PHOENIX — Gov. Doug Ducey is betting voters are willing to take money from the state land trust, cash now earmarked mainly for schools, to balance the budget.
A little-noticed provision in the spending plan approved just last week is contingent on the outcome of a measure put on the 2016 ballot overturning a state constitutional provision requiring proceeds from the sale or lease of trust lands be used almost exclusively for schools.
Ducey is banking on voter approval: The just-approved budget for 2016-2017 is built on the premise voters will allow him to fund the Land Department trust funds instead of the general fund.
But the governor on Monday provided no plan for selling the measure or even who would finance the campaign.
Sandy Bahr, lobbyist for the Sierra Club, said her group will fight what the governor and the Republican-controlled Legislature are trying to do.
“It sets a bad precedent,” she said of being able to raid a fund specifically meant to help fund public schools. She said the Land Department should be funded by taxpayers, just the same as the Department of Environmental Quality or any other agency.
And Tim Hogan of the Arizona Center for Law in the Public Interest, whose successful 2009 lawsuit against the state is making the ballot measure necessary, said the proposal is badly crafted.
“There’s nothing here that defines what you’re going to use the money for,” he said, giving lawmakers carte blanche to take money even if it ultimately does not help increase the value of state lands, but instead simply becomes a budget gimmick.
And Hogan said Congress also would have to amend the law it approved in 1912 making Arizona a state. So if either the ballot measure fails or Congress fails to act, the change Ducey wants will not take place, leaving a $12.6 million hole in the budget.
The fate of the trust land measure is not the only uncertainty in the budget.
Lawmakers also approved Ducey’s request to set aside $45 million of taxpayer dollars to help privately owned charter schools, many operated as for-profit companies, borrow money for school construction or refinance the loans they have taken out. The governor said state backing of their loans will result in lower interest, meaning more money to spend on education.
However, the Arizona Constitution makes it illegal for the state to loan its credit to any corporation. And Ducey has yet to provide details of how his plan, already part of the budget, would work.
“You want to get this stuff right,” Ducey said. And he promised that his final plan “will fall well within the Arizona Constitution.”

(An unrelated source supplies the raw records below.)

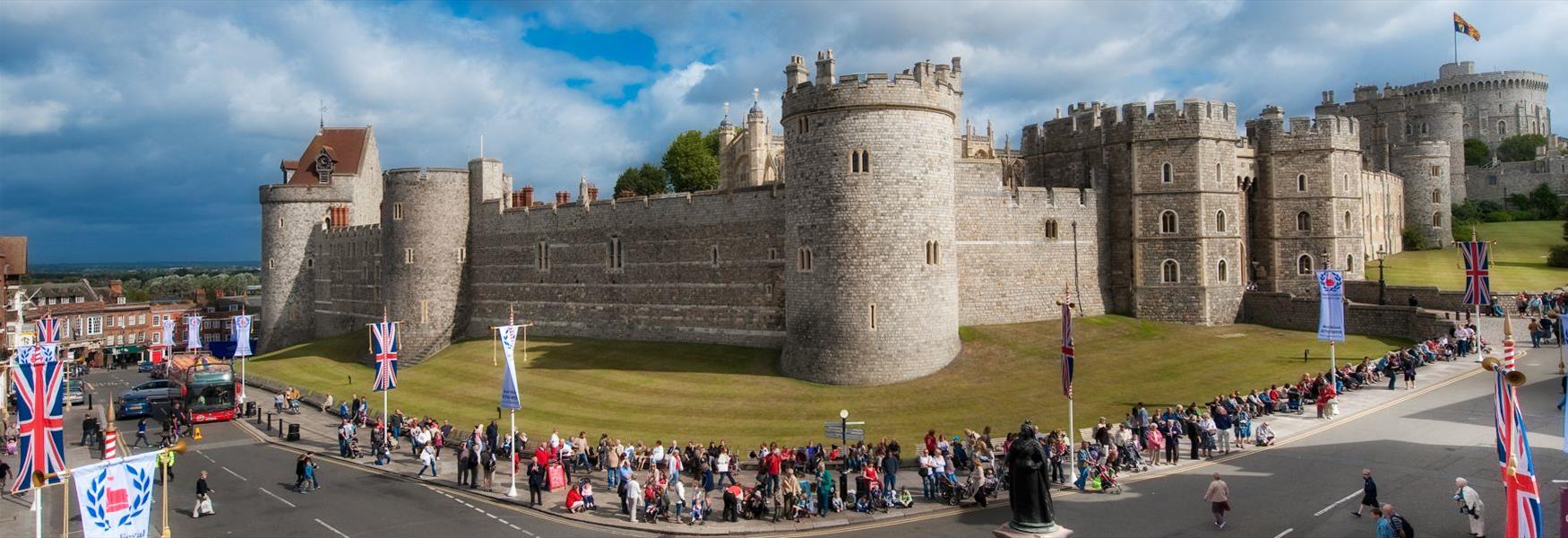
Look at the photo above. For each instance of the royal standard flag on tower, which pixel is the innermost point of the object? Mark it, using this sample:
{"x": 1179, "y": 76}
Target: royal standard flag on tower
{"x": 1465, "y": 27}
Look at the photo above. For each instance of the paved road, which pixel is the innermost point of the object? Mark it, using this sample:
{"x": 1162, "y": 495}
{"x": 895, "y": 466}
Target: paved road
{"x": 1306, "y": 487}
{"x": 253, "y": 493}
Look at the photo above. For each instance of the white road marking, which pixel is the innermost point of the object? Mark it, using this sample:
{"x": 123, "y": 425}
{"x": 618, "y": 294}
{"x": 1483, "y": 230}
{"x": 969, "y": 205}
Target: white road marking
{"x": 236, "y": 474}
{"x": 275, "y": 496}
{"x": 1336, "y": 502}
{"x": 330, "y": 527}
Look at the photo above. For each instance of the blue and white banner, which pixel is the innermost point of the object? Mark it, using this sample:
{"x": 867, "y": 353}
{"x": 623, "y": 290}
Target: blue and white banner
{"x": 242, "y": 336}
{"x": 194, "y": 333}
{"x": 1331, "y": 306}
{"x": 508, "y": 383}
{"x": 116, "y": 496}
{"x": 168, "y": 333}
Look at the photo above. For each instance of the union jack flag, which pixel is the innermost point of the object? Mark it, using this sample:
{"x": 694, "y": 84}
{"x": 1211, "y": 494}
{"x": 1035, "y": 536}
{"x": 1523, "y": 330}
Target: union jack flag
{"x": 39, "y": 385}
{"x": 47, "y": 330}
{"x": 1478, "y": 272}
{"x": 1066, "y": 349}
{"x": 386, "y": 355}
{"x": 1518, "y": 468}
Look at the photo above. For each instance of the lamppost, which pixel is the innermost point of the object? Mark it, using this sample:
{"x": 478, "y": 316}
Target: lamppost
{"x": 1382, "y": 286}
{"x": 844, "y": 447}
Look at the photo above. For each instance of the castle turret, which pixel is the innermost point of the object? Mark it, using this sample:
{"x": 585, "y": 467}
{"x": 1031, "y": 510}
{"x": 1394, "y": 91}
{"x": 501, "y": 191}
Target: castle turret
{"x": 336, "y": 176}
{"x": 426, "y": 223}
{"x": 1306, "y": 204}
{"x": 1426, "y": 169}
{"x": 869, "y": 221}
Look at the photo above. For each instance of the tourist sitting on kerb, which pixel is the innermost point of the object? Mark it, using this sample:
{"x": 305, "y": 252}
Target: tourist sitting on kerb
{"x": 1264, "y": 435}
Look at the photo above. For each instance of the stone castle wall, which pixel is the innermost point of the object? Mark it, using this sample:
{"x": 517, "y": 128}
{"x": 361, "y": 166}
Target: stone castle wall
{"x": 692, "y": 269}
{"x": 1015, "y": 250}
{"x": 1288, "y": 311}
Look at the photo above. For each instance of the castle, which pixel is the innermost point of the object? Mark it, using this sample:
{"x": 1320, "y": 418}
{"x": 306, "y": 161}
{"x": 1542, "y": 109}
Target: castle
{"x": 861, "y": 238}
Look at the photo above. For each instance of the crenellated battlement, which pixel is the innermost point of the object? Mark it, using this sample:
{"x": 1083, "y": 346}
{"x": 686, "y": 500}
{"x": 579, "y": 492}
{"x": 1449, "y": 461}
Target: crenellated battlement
{"x": 363, "y": 231}
{"x": 927, "y": 85}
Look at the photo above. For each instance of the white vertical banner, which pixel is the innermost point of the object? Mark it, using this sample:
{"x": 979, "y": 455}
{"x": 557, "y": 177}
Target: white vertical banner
{"x": 168, "y": 333}
{"x": 194, "y": 333}
{"x": 1331, "y": 309}
{"x": 116, "y": 496}
{"x": 242, "y": 336}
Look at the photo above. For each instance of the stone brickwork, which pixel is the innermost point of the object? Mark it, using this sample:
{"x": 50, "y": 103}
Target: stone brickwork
{"x": 1288, "y": 311}
{"x": 1016, "y": 253}
{"x": 690, "y": 269}
{"x": 871, "y": 198}
{"x": 424, "y": 234}
{"x": 861, "y": 238}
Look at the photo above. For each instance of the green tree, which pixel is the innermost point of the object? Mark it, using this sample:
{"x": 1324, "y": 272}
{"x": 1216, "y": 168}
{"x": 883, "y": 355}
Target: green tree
{"x": 690, "y": 165}
{"x": 1520, "y": 148}
{"x": 642, "y": 181}
{"x": 1476, "y": 152}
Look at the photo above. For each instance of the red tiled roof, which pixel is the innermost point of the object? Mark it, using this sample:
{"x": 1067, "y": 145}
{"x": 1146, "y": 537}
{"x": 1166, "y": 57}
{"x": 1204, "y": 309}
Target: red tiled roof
{"x": 14, "y": 253}
{"x": 345, "y": 144}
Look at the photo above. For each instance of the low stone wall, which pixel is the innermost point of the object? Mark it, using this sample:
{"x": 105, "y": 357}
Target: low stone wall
{"x": 1427, "y": 297}
{"x": 1296, "y": 312}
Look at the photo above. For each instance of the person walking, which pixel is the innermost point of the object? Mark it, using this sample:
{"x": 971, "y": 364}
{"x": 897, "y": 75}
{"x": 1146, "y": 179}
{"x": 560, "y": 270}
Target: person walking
{"x": 426, "y": 456}
{"x": 1471, "y": 507}
{"x": 202, "y": 498}
{"x": 1219, "y": 498}
{"x": 535, "y": 483}
{"x": 142, "y": 433}
{"x": 1367, "y": 493}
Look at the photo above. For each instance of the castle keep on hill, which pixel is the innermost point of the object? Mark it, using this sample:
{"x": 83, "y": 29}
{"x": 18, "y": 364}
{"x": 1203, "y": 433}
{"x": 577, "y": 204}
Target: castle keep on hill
{"x": 863, "y": 236}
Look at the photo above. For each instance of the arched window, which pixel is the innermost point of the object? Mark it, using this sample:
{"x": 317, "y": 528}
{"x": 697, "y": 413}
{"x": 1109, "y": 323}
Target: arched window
{"x": 1170, "y": 272}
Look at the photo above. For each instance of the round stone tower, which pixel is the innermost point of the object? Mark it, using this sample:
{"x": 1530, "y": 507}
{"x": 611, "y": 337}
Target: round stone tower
{"x": 869, "y": 221}
{"x": 292, "y": 217}
{"x": 424, "y": 234}
{"x": 1442, "y": 119}
{"x": 1426, "y": 167}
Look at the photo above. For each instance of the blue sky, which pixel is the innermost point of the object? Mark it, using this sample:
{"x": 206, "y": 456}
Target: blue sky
{"x": 140, "y": 131}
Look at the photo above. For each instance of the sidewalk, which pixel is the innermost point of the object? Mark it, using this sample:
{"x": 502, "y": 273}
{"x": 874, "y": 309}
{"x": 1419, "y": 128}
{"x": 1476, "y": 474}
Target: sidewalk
{"x": 319, "y": 431}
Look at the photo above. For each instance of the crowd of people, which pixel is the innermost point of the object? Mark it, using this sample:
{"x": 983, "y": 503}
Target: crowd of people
{"x": 687, "y": 482}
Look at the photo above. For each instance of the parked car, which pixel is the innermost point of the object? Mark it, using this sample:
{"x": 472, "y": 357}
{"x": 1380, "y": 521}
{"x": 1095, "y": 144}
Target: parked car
{"x": 74, "y": 394}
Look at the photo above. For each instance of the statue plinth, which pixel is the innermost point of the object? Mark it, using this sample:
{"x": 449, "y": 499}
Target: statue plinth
{"x": 1005, "y": 531}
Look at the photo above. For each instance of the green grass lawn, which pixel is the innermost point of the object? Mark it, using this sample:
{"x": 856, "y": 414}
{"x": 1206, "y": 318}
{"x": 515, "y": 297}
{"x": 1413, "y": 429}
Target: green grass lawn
{"x": 640, "y": 391}
{"x": 1518, "y": 261}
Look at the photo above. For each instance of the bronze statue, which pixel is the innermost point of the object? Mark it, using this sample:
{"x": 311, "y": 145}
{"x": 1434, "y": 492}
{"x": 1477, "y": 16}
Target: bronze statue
{"x": 1029, "y": 485}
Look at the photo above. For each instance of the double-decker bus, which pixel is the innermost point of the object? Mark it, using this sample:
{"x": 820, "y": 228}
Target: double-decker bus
{"x": 206, "y": 386}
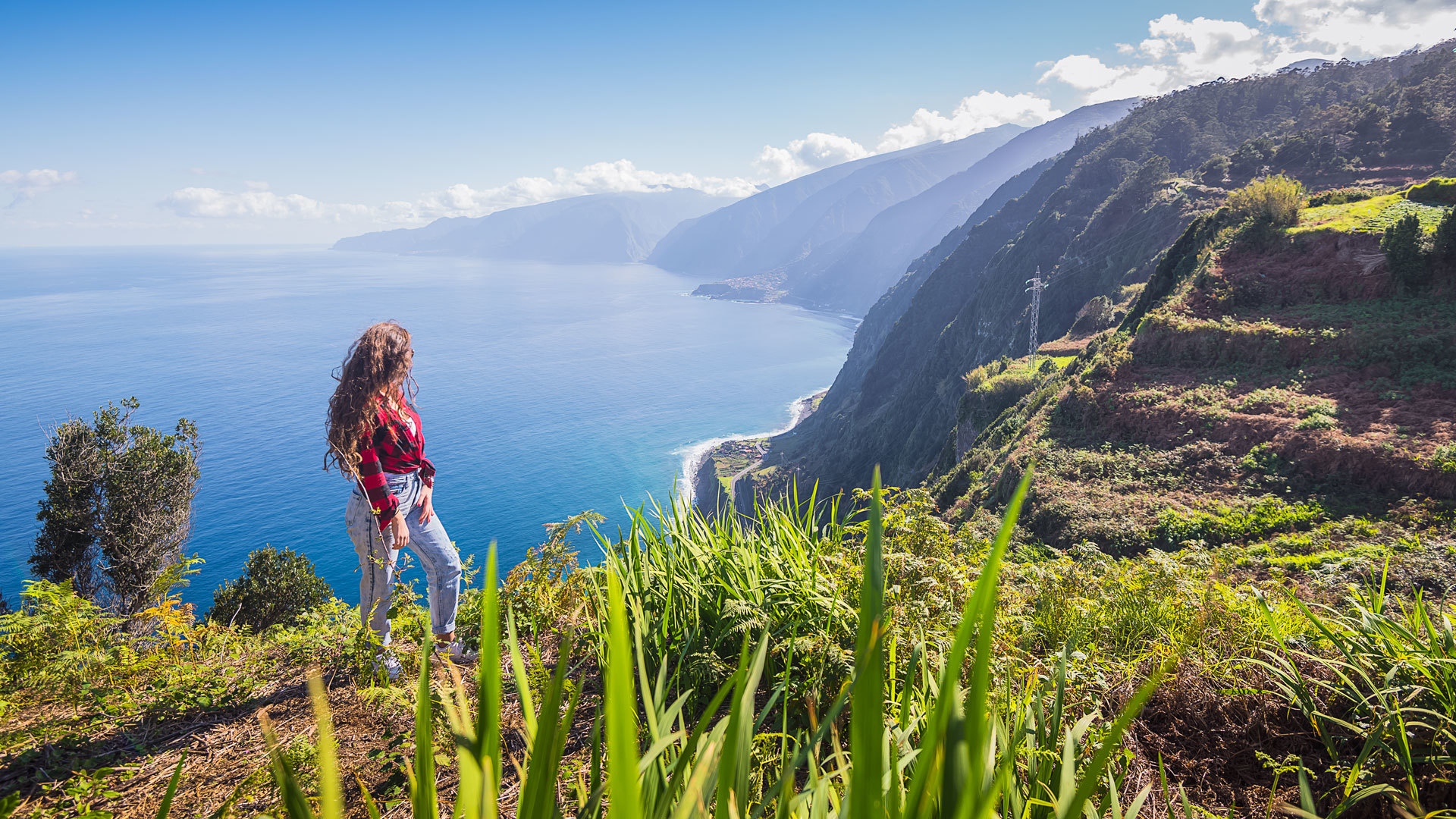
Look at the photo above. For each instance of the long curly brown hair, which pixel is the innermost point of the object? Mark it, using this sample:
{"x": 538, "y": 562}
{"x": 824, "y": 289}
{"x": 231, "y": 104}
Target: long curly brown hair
{"x": 375, "y": 371}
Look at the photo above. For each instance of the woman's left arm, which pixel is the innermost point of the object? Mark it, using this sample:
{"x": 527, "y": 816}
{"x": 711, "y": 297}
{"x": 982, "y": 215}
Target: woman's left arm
{"x": 427, "y": 477}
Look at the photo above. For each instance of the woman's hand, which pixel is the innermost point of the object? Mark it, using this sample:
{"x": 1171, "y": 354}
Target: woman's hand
{"x": 425, "y": 504}
{"x": 400, "y": 531}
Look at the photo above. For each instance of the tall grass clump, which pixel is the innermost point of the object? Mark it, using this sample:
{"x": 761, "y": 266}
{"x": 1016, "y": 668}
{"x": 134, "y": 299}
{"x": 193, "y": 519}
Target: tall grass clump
{"x": 929, "y": 745}
{"x": 1379, "y": 692}
{"x": 1273, "y": 200}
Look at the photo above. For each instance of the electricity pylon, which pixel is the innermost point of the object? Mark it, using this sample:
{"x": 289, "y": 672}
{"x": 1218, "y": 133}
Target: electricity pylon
{"x": 1036, "y": 286}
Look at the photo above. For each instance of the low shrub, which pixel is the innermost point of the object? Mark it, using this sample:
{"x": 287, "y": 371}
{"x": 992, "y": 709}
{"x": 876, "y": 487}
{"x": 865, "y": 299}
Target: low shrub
{"x": 1436, "y": 190}
{"x": 1274, "y": 200}
{"x": 1445, "y": 460}
{"x": 275, "y": 588}
{"x": 1443, "y": 243}
{"x": 1094, "y": 316}
{"x": 1402, "y": 251}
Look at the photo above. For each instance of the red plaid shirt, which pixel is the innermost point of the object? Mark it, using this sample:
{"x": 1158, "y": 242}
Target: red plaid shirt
{"x": 397, "y": 447}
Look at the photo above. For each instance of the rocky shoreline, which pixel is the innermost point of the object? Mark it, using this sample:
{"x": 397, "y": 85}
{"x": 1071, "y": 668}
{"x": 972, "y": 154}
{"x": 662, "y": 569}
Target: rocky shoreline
{"x": 724, "y": 475}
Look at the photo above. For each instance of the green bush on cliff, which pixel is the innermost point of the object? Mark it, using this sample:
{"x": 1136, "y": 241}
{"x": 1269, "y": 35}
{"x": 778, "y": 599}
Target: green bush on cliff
{"x": 1274, "y": 200}
{"x": 1402, "y": 251}
{"x": 275, "y": 588}
{"x": 1436, "y": 190}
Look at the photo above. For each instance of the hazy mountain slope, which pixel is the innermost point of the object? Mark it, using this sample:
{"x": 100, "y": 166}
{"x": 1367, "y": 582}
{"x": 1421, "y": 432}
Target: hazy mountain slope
{"x": 852, "y": 278}
{"x": 598, "y": 228}
{"x": 1098, "y": 221}
{"x": 783, "y": 224}
{"x": 714, "y": 243}
{"x": 881, "y": 318}
{"x": 1277, "y": 385}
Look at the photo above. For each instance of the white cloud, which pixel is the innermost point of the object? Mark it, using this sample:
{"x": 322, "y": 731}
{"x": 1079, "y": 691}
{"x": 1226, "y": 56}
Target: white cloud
{"x": 1081, "y": 72}
{"x": 1180, "y": 53}
{"x": 804, "y": 156}
{"x": 1359, "y": 28}
{"x": 220, "y": 205}
{"x": 258, "y": 202}
{"x": 974, "y": 114}
{"x": 28, "y": 184}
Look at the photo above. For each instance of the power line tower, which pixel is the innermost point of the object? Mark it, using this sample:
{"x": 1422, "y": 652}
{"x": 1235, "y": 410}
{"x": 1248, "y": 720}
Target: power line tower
{"x": 1036, "y": 286}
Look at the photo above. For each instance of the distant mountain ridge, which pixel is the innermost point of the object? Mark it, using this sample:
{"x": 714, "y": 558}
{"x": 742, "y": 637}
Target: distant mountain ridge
{"x": 855, "y": 276}
{"x": 596, "y": 228}
{"x": 1097, "y": 221}
{"x": 845, "y": 245}
{"x": 767, "y": 232}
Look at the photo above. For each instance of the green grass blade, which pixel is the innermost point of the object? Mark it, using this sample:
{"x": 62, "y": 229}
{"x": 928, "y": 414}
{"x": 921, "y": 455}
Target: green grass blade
{"x": 930, "y": 761}
{"x": 539, "y": 789}
{"x": 488, "y": 689}
{"x": 331, "y": 799}
{"x": 523, "y": 689}
{"x": 867, "y": 722}
{"x": 284, "y": 776}
{"x": 165, "y": 809}
{"x": 620, "y": 706}
{"x": 983, "y": 604}
{"x": 1111, "y": 742}
{"x": 424, "y": 799}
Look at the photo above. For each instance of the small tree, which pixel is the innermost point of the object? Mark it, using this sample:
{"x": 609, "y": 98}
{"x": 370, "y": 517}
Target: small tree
{"x": 118, "y": 507}
{"x": 1274, "y": 200}
{"x": 1402, "y": 251}
{"x": 1443, "y": 249}
{"x": 275, "y": 586}
{"x": 1215, "y": 171}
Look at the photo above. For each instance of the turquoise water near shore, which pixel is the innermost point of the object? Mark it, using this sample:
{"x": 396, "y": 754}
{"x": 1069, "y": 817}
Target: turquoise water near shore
{"x": 545, "y": 390}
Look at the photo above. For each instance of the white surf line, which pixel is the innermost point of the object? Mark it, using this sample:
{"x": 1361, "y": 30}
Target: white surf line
{"x": 693, "y": 455}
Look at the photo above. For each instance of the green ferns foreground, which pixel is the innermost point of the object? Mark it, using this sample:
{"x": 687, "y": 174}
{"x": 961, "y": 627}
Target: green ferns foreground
{"x": 785, "y": 667}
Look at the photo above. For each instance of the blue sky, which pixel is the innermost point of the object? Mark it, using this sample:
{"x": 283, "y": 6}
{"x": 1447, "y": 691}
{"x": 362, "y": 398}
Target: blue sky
{"x": 274, "y": 123}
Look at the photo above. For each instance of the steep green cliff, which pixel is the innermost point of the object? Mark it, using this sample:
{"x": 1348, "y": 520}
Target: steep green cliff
{"x": 1097, "y": 222}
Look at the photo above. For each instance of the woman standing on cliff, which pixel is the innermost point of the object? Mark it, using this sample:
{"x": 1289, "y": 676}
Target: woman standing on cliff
{"x": 376, "y": 438}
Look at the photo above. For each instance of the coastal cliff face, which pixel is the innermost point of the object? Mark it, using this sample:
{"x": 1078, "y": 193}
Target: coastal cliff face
{"x": 772, "y": 237}
{"x": 1097, "y": 222}
{"x": 737, "y": 472}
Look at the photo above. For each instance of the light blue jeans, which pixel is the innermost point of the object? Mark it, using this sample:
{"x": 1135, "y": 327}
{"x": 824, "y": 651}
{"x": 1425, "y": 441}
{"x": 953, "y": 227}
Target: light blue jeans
{"x": 379, "y": 557}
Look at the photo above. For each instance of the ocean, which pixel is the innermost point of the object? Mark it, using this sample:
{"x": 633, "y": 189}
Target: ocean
{"x": 545, "y": 390}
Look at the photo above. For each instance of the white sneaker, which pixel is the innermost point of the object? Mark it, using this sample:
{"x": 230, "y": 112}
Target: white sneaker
{"x": 456, "y": 653}
{"x": 389, "y": 664}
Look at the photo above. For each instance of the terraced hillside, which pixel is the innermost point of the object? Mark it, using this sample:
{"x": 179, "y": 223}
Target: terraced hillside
{"x": 1274, "y": 388}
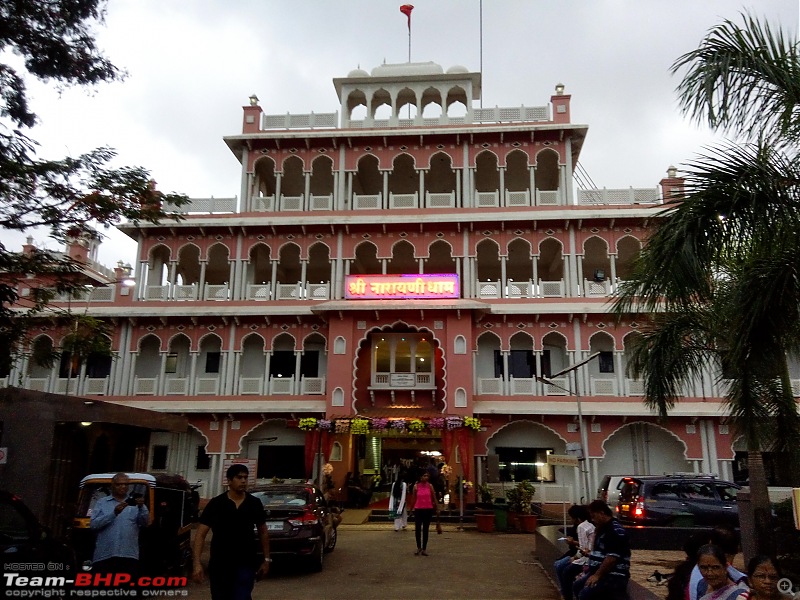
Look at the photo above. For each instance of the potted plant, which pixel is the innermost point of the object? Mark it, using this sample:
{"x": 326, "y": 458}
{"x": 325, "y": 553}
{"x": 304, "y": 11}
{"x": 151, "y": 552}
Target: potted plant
{"x": 485, "y": 496}
{"x": 520, "y": 498}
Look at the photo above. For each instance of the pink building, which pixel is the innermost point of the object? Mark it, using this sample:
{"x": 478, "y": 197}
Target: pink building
{"x": 407, "y": 262}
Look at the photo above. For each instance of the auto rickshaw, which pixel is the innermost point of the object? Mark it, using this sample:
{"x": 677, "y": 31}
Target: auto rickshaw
{"x": 165, "y": 544}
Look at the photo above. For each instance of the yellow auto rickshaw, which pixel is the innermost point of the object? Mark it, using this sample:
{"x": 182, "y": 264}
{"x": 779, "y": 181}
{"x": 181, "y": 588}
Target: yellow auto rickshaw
{"x": 165, "y": 544}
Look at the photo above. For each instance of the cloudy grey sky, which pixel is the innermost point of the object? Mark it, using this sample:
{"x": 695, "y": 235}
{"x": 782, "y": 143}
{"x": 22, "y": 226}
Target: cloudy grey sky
{"x": 192, "y": 65}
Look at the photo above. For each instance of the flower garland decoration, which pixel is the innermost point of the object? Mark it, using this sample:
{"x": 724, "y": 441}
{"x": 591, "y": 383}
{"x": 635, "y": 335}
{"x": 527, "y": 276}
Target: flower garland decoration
{"x": 473, "y": 423}
{"x": 363, "y": 425}
{"x": 379, "y": 424}
{"x": 307, "y": 423}
{"x": 359, "y": 426}
{"x": 436, "y": 423}
{"x": 454, "y": 422}
{"x": 416, "y": 425}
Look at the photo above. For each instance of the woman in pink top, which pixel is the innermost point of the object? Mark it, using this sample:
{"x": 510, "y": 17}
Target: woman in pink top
{"x": 424, "y": 505}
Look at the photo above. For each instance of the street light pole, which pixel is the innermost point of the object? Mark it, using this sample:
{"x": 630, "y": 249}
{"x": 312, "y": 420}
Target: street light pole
{"x": 584, "y": 437}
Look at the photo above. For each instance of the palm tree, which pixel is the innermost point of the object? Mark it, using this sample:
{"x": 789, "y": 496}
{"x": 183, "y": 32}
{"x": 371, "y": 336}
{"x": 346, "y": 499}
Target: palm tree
{"x": 721, "y": 271}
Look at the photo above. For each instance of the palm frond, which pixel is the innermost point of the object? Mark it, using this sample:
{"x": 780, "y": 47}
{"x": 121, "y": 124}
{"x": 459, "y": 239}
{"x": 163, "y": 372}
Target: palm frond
{"x": 744, "y": 79}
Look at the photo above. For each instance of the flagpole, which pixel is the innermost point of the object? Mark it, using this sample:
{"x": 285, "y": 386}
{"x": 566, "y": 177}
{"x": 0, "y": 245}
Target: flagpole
{"x": 409, "y": 39}
{"x": 480, "y": 5}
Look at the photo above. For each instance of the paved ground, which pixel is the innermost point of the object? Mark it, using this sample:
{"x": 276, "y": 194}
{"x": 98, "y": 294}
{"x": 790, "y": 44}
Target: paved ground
{"x": 371, "y": 561}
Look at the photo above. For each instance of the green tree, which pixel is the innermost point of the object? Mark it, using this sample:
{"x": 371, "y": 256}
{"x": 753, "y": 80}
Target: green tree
{"x": 720, "y": 272}
{"x": 53, "y": 42}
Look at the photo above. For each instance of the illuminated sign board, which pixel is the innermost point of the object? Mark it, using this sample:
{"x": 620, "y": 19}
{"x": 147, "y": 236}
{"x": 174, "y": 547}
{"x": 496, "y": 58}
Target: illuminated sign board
{"x": 400, "y": 287}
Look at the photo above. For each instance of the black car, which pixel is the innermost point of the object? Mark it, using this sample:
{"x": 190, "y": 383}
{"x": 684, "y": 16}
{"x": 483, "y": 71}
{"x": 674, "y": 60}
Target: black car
{"x": 300, "y": 522}
{"x": 24, "y": 540}
{"x": 678, "y": 500}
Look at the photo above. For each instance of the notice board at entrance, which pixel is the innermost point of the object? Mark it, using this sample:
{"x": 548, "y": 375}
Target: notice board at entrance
{"x": 401, "y": 287}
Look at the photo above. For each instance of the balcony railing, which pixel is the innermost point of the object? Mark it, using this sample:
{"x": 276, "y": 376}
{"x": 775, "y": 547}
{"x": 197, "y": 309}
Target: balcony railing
{"x": 403, "y": 381}
{"x": 619, "y": 196}
{"x": 204, "y": 205}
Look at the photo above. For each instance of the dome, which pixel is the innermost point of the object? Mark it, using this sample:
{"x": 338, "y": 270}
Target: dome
{"x": 358, "y": 73}
{"x": 407, "y": 69}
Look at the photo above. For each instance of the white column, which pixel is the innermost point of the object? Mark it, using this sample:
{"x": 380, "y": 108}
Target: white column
{"x": 268, "y": 358}
{"x": 620, "y": 372}
{"x": 228, "y": 367}
{"x": 532, "y": 175}
{"x": 231, "y": 279}
{"x": 341, "y": 202}
{"x": 613, "y": 260}
{"x": 502, "y": 190}
{"x": 503, "y": 281}
{"x": 161, "y": 375}
{"x": 202, "y": 283}
{"x": 243, "y": 191}
{"x": 307, "y": 191}
{"x": 131, "y": 375}
{"x": 274, "y": 281}
{"x": 385, "y": 197}
{"x": 421, "y": 200}
{"x": 298, "y": 354}
{"x": 506, "y": 373}
{"x": 338, "y": 283}
{"x": 568, "y": 171}
{"x": 192, "y": 373}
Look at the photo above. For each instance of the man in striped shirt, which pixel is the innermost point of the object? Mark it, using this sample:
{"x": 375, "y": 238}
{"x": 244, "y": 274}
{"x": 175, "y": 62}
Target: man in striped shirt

The state constitutional issue is what’s forcing Ducey to seek voter approval for his spending plan. When Arizona became a state the federal government gave it 10 million acres of land. The law creating the state, known as the “Enabling Act,” spells out that proceeds from the sale or leasing of the properties must go to specific beneficiaries, mostly public schools. About 9.2 million acres remain.
In 2009 lawmakers voted to let the state land commissioner divert up to 10 percent of what was raised the prior fiscal year in proceeds from all trust. That includes not just sales but revenues generated from the sale or minerals and timber. The idea — then as now — was to allow lawmakers to eliminate all taxpayer funding used to run the Land Department, so funds could be shifted to plug other budget holes.
Proponents argued it would actually help the trust and its beneficiaries in the long run by enabling the agency to get land ready to sell when the real estate market rebounded and, presumably, values increased. But the Arizona Supreme Court, ruling in 2011 in a lawsuit brought by Hogan, quashed the idea.
Justice Scott Bales, writing for the high court, said lawmakers ignored one thing: The Arizona Constitution requires that proceeds from the sale of state lands and of products from those lands must be deposited into the permanent fund.